Les discussions sur l’Accord sur la facilitation de l’investissement pour le développement (Accord FID) viennent de s’achever. Rashmi Jose analyse l’évolution du processus de négociation, connu sous le nom d’initiative conjointe, l’importance de l’accord potentiel pour le développement durable et ce à quoi nous pouvons nous attendre par la suite, en particulier dans la perspective de la prochaine Conférence ministérielle (CM13).
Les plus de 110 Membres de l’Organisation mondiale du commerce (OMC) participant aux discussions en vue d’un accord sur la facilitation de l’investissements pour le développement (Accord FID) ont annoncé une étape majeure le 6 juillet : la conclusion des négociations sur le texte de l’accord. En reconnaissance de cette étape importante, cet article propose un aperçu de l’évolution du processus de négociation de l’Accord FID, connu sous le nom de processus d’Initiative conjointe, et des raisons pour lesquelles l’accord potentiel est important, notamment s’agissant des objectifs de développement et de développement durable qu’il cherche à réaliser. Cet article explore également ce que l’on peut attendre du processus, en particulier dans la perspective de la prochaine Conférence ministérielle (CM13) prévue en février 2024 à Abou Dhabi.
La genèse des négociations de l’Accord FID
Les Membres de l’OMC ont pour la première fois exprimé officiellement leur intérêt pour de nouvelles règles sur la facilitation de l’investissement lors de la 11ème Conférence ministérielle de Buenos Aires en 2017. Un groupe de 70 Membres de pays développés, de pays en développement et de pays les moins avancés (PMA) ont déclaré qu’ils poursuivraient des discussions structurées dans le but de créer des règles multilatérales sur la facilitation de l’investissement. Après trois ans de discussions préparatoires, les négociations officielles ont débuté en septembre 2020. Aujourd’hui, après trois ans de discussions et avec plus de 40 participants supplémentaires au processus, les Membres ont finalisé le texte juridique de l’Accord FID.
Il ne doit pas être interprété comme une tentative visant à créer un ensemble plus large de règles multilatérales sur la gouvernance des investissements au sein de l’OMC.

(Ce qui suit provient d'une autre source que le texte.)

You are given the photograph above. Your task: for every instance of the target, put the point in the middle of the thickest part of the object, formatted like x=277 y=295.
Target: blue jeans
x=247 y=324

Si l’Accord FID est finalement intégré, il deviendra le deuxième accord relatif à l’investissement dans l’architecture des traités de l’OMC, après l’Accord sur les mesures d’investissement liées au commerce de 1995. Les partisans de l’Accord FID soulignent qu’il ne doit pas être interprété comme une tentative visant à créer un ensemble plus large de règles multilatérales sur la gouvernance des investissements au sein de l’OMC. Le texte de négociation de l’Accord FID clarifie le champ d’application et précise que les questions traditionnelles de gouvernance des investissements, telles que la protection des investissements, le règlement des différends entre investisseurs et États et l’accès aux marchés d’investissement, ne relèvent pas du champ d’application de l’Accord.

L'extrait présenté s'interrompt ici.